Even without Billy Packer calling the games for CBS, the Big Dance has a way of curtailing procreation. “My idea of enjoying the NCAA tournament involves macrobrews and fried food. It doesn’t involve a frozen bag of peas on my balls,” protests Deuce Of Davenport‘s Mustafa Redonkulous after reading the following item from the Cleveland Plain-Dealer‘s John Campanelli.
The NCAA tournament’s first round, which features 32 games in two days, makes for great drama, great television and office pools. It also makes for a great time ” perhaps the best of the year ” to be sterilized. It’s March soreness, baby.
And more guys are realizing it.
“I’m booked up,” said Dr. J. Stephen Jones, chairman of regional urology at the Cleveland Clinic’s Glickman Urological and Kidney Institute. “My schedule on that part of the month filled up very quickly. It filled up ahead of time.”
Scheduling the procedure to coincide with hoops hoopla makes perfect sense, says Jones, who has done more than 2,000 vasectomies.
First off, the demographics match.

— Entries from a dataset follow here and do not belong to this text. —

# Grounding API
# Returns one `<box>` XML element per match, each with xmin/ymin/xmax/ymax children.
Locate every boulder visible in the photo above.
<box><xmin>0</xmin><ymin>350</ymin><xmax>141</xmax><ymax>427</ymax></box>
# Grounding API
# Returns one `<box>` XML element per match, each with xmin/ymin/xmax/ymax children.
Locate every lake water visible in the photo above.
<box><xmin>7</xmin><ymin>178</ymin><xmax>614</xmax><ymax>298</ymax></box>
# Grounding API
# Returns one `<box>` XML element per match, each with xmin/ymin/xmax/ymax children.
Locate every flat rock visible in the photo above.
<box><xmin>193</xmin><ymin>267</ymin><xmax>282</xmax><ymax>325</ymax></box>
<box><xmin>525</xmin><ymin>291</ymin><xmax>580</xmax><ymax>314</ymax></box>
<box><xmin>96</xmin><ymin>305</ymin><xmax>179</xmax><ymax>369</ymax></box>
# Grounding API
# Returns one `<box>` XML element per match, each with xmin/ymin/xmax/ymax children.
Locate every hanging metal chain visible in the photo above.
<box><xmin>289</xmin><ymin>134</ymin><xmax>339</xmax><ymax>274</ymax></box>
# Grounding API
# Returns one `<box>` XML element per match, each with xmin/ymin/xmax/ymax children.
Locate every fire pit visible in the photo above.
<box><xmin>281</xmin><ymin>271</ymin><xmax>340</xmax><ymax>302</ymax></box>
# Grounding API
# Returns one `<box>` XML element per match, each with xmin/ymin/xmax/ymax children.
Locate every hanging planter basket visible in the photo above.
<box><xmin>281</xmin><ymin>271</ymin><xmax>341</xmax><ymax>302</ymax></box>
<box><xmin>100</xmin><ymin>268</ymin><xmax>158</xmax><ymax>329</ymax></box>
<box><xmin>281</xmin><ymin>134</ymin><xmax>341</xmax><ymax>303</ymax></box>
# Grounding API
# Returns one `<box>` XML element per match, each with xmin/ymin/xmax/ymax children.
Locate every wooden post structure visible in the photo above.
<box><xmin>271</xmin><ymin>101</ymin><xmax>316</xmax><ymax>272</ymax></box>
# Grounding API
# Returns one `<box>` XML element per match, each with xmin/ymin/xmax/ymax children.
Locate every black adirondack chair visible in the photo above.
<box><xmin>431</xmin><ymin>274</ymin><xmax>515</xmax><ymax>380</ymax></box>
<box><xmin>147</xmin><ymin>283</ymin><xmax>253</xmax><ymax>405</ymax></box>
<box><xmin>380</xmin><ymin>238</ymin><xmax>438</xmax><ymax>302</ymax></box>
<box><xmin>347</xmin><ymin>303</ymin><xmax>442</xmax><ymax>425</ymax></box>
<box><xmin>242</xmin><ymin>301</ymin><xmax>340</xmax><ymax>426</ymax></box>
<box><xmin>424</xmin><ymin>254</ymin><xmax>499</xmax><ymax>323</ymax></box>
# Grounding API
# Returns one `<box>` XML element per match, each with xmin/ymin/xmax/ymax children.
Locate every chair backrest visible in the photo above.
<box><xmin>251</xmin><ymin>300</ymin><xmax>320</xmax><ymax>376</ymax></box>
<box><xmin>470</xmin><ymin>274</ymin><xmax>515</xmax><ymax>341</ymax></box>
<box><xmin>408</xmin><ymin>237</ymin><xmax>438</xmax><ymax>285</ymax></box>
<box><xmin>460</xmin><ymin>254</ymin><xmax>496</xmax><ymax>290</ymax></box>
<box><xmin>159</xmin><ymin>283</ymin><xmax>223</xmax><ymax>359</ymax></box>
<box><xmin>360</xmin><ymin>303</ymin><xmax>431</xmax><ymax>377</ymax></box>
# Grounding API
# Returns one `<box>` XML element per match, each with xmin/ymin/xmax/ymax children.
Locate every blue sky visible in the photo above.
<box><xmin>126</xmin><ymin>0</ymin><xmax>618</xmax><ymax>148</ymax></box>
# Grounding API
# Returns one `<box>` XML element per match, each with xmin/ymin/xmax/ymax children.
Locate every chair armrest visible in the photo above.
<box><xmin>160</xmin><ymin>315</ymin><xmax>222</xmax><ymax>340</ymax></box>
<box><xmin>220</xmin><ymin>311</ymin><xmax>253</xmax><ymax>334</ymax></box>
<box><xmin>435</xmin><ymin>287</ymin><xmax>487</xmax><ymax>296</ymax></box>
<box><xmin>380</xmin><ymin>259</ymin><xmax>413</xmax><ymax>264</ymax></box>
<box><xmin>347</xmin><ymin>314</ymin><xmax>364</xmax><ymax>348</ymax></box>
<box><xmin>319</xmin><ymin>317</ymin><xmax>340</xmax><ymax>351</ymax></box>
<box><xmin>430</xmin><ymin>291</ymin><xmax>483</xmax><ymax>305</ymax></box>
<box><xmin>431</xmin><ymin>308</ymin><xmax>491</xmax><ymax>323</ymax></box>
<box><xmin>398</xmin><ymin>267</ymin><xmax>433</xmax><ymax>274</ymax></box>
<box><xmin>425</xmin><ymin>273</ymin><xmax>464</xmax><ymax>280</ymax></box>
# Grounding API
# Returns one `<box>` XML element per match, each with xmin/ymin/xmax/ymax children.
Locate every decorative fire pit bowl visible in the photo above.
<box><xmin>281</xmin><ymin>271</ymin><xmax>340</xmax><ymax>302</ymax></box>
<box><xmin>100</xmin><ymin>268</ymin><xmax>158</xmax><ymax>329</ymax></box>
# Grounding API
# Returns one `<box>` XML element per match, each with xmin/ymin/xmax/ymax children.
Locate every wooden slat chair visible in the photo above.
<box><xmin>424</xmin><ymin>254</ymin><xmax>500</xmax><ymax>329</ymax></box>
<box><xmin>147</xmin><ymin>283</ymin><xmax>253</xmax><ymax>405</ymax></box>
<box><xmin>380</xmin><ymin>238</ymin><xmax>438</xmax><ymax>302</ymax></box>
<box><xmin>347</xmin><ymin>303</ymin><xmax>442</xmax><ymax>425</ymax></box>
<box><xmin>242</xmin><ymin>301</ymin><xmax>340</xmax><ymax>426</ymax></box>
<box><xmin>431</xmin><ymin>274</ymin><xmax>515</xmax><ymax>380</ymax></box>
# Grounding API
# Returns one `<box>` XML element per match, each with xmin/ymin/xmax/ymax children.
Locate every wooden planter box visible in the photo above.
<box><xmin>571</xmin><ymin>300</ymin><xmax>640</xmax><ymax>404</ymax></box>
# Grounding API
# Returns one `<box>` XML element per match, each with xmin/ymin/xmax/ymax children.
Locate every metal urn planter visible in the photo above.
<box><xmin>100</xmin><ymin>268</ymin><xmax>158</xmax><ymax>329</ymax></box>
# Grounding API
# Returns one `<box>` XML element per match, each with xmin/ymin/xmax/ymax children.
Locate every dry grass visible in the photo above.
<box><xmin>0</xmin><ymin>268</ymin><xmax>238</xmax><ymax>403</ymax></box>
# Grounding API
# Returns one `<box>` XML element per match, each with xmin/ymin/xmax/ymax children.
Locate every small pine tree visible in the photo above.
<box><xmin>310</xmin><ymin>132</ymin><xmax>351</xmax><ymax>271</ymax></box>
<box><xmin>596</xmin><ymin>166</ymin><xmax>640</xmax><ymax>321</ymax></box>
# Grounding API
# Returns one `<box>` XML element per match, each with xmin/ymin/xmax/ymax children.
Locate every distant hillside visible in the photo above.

The men getting snipped, usually in their 30s and 40s, are typical March Madness fans.
“If they’re going to have a day off, it might as well be on a day when they would want to be watching basketball, as opposed to watching ‘Oprah,’ ” Jones said.
It’s the kind of story papers and blogs around the country can’t resist. Especially if it’s regurgitatated every year.